The Environmental Protection Authority has recommended approval of Sheffield Resources’ Thunderbird mineral sands project in the Kimberley, subject to a number of strict conditions.
The EPA said today the proposed mine involved the clearing of up to 1,961 hectares of native vegetation within a 5,648ha development envelope, and would operate for about 40 years.
The mine would also generate between 12 million and 18 million tonnes of zircon and ilmenite product a year.
The product is to be processed on-site and transported by road to the ports of Derby and Broome for export.
“The key proposal components include upgrading and extending an existing road to provide a 32-kilometre access road to the Great Northern Highway,” the EPA said.
“The proponent plans to construct a storage/export facility on existing disturbed land at Derby Port, using barges to transfer the product to vessels off Point Torment.”
Sheffield will use existing facilities for shipping out of the Port of Broome.
The EPA said its strict recommendations included the requirement by Sheffield to undertake progressive mine rehabilitation to restore habitat that was suitable for the greater bilby.
“The proponent would also be required to establish and fund a greater bilby research and conservation plan, aimed at improving the conservation and recovery of bilby populations on the Dampier Peninsula,” it said.
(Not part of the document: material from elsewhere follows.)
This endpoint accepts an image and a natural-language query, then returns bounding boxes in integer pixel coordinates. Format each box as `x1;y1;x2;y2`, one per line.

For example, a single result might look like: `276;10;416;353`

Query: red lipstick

“The recommended conditions also establish exclusion zones around sites of Aboriginal heritage values and restrict the area of groundwater drawdown to prevent impacts on other groundwater users.”
The project requires final approval from the minister for environment.
Last month, the Federal Court threw out a native title appeal by the Wayne Bergman-led KRED Enterprises, which sought to challenge a native title approval for Thunderbird, which was awarded in June.